Tu as eu l’occasion d’expérimenter de bien des manières cette proximité avec les plus pauvres, dans les maraudes, à la Cité Saint-Pierre à Lourdes, dans une maison de retraite, au sein d’un service de soins palliatifs, et encore cet été lors de la première retraite spirituelle proposée aux personnes en précarité à l’abbaye de Landévennec. L’équipe diocésaine « Place et Parole de Pauvres » a permis à l’Église diocésaine de cheminer depuis quelques années afin que nous mettions en œuvre dans les paroisses tout ce qui peut permettre aux plus pauvres de n’être pas seulement des assistés, mais des assistants qui contribuent à leur manière, à la croissance du Royaume de Dieu.

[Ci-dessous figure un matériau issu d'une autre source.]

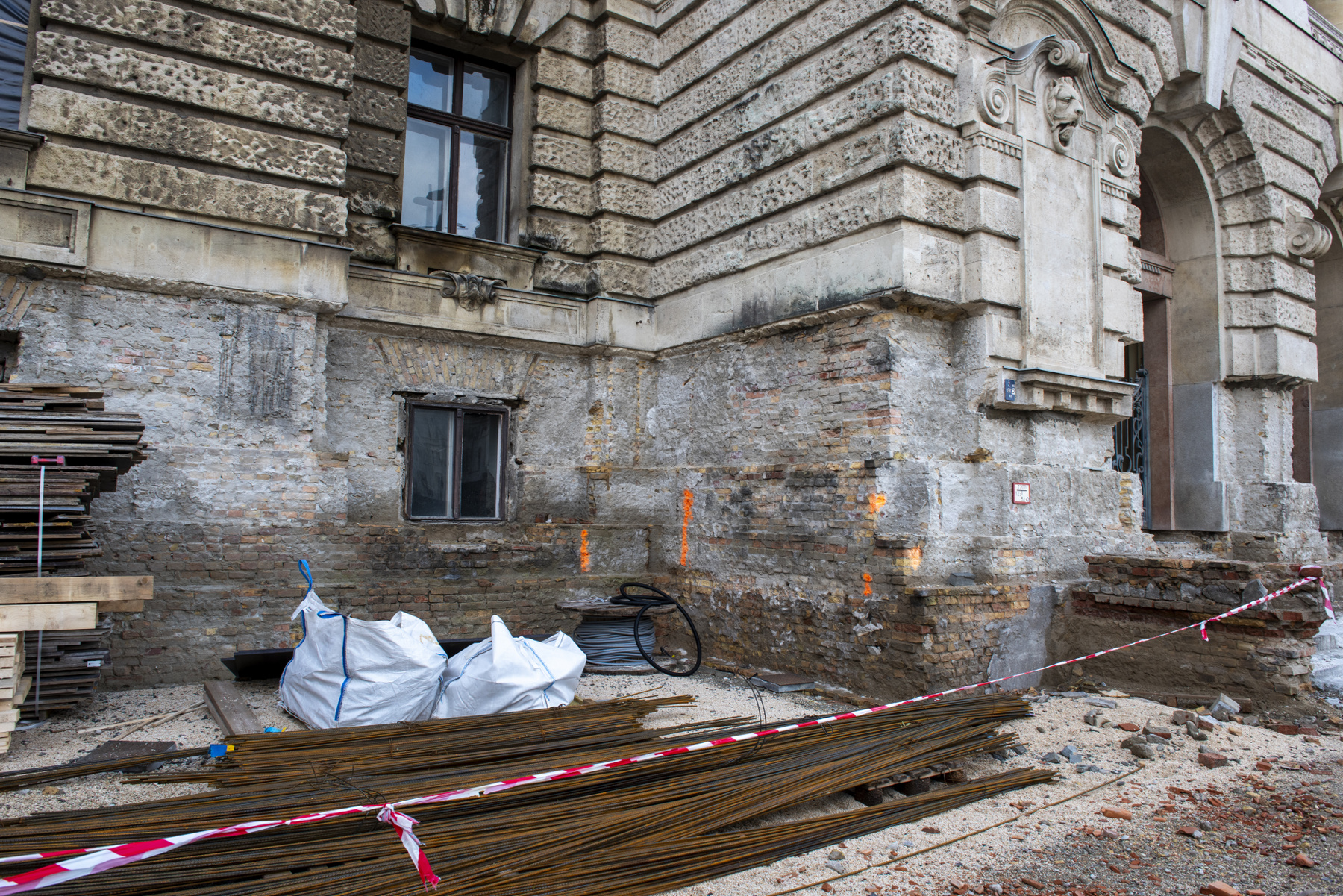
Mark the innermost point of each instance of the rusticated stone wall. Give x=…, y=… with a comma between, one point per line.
x=237, y=112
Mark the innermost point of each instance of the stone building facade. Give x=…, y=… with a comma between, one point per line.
x=822, y=312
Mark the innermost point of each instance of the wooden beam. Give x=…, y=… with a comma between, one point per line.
x=121, y=606
x=47, y=617
x=228, y=709
x=92, y=589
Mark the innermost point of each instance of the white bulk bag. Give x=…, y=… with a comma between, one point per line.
x=507, y=674
x=349, y=672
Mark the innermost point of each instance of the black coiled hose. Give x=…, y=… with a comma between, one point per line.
x=657, y=599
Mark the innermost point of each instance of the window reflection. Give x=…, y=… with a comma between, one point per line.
x=428, y=159
x=431, y=82
x=485, y=95
x=480, y=187
x=457, y=147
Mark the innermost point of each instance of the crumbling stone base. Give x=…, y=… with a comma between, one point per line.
x=1262, y=654
x=906, y=644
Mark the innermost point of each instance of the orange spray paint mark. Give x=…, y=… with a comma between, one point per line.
x=686, y=503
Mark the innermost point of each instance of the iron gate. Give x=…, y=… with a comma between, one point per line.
x=1131, y=441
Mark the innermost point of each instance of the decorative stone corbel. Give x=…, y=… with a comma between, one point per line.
x=1064, y=109
x=1119, y=152
x=1064, y=54
x=470, y=290
x=1307, y=236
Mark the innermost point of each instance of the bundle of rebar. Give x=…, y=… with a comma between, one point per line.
x=636, y=829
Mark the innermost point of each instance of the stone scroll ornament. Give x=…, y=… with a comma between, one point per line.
x=1119, y=152
x=995, y=104
x=470, y=290
x=1306, y=236
x=81, y=862
x=1064, y=110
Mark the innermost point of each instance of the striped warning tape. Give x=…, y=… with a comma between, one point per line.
x=92, y=860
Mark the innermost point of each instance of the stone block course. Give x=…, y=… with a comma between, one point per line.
x=382, y=63
x=55, y=110
x=176, y=28
x=374, y=151
x=378, y=107
x=164, y=78
x=160, y=186
x=383, y=20
x=332, y=19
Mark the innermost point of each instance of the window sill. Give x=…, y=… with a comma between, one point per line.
x=422, y=250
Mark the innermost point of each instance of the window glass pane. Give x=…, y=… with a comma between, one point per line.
x=485, y=94
x=480, y=464
x=431, y=82
x=425, y=179
x=480, y=187
x=13, y=45
x=431, y=457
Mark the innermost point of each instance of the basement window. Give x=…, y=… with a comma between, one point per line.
x=454, y=463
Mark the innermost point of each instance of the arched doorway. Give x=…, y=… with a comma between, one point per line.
x=1181, y=348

Un dernier point qui est aussi essentiel dans le ministère c’est de nourrir les foules par l’annonce de la Bonne Nouvelle. Tu as déjà enseigné, tu vas maintenant assurer la prédication dans la liturgie. Tu sais bien que cela nécessite de ta part une réelle et quotidienne proximité avec la Parole de Dieu et une vie humble et irréprochable. Tu n’as pas attendu pour la vivre ! La prédication doit être incarnée, c’est pourquoi je vais te demander dans quelques instants, de garder le mystère de la foi dans une conscience pure, et proclamer cette foi par la parole et par les actes.

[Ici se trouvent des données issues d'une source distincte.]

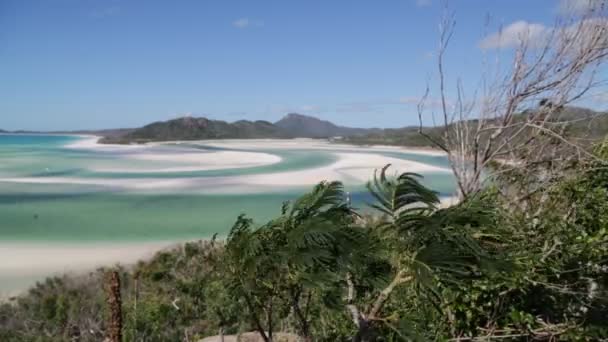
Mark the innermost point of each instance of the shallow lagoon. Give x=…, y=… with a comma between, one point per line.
x=67, y=204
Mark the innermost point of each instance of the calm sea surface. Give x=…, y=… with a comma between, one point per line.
x=70, y=194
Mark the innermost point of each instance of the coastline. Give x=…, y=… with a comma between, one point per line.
x=24, y=263
x=27, y=262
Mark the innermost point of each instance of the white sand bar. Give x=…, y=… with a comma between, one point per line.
x=24, y=263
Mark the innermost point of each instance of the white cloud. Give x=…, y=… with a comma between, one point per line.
x=514, y=34
x=424, y=3
x=243, y=23
x=579, y=6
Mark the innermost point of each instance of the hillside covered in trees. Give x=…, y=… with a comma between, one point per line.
x=325, y=272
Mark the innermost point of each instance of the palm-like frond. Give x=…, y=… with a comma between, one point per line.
x=398, y=195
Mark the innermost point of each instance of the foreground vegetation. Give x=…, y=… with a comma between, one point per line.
x=483, y=269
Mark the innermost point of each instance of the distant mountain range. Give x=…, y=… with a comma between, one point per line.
x=189, y=128
x=589, y=124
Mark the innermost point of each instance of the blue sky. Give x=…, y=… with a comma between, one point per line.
x=78, y=64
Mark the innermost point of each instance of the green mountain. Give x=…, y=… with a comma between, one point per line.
x=189, y=128
x=303, y=126
x=584, y=124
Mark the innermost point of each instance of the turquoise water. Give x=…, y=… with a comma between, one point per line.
x=69, y=212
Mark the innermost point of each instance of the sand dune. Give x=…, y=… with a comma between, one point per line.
x=350, y=168
x=25, y=263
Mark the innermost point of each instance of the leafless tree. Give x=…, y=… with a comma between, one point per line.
x=115, y=305
x=514, y=120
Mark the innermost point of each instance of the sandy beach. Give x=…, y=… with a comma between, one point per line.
x=349, y=167
x=25, y=263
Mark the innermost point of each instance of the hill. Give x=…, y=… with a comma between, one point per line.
x=583, y=124
x=189, y=128
x=303, y=126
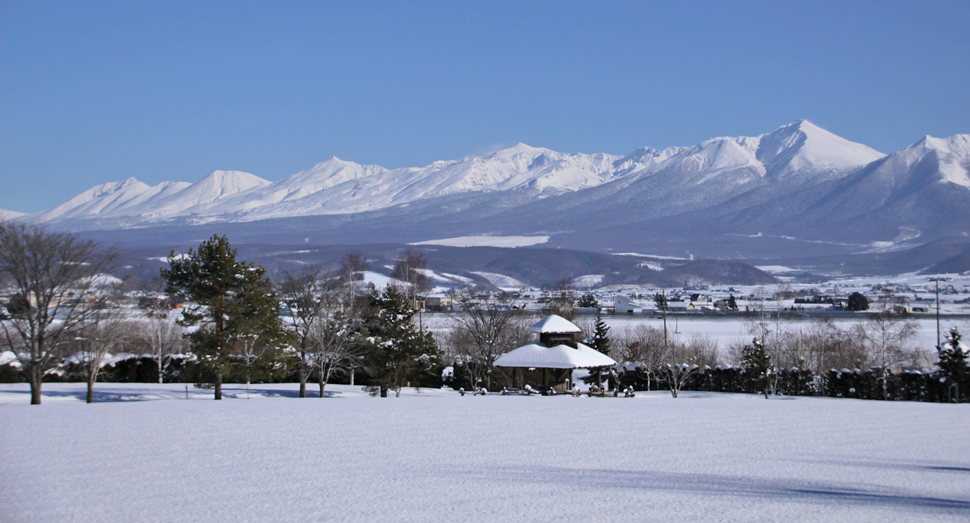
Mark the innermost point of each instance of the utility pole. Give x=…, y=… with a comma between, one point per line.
x=938, y=280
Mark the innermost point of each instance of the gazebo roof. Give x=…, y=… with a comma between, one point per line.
x=537, y=355
x=554, y=324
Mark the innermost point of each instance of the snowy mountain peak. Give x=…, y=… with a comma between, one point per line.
x=9, y=215
x=807, y=150
x=518, y=149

En devenant diacre, le don de l’Esprit Saint ne va pas effacer ton humanité. Tu as des limites comme tout le monde, tu les connais, mais en les reconnaissant avec humilité, tu permets à la Puissance de Dieu de se manifester pleinement dans ta vie. Ce don de Dieu est définitif. L’ordination diaconale ne s’efface pas. Et même si, comme nous l’espérons, tu pourras être ordonné prêtre, la dimension diaconale de ton ministère demeurera.
Frères et sœurs, préparons-nous tous maintenant en silence à accueillir l’Esprit Saint qui va se manifester pleinement dans la vie de Nicolas par le sacrement de l’ordre que nous allons célébrer dans quelques instants.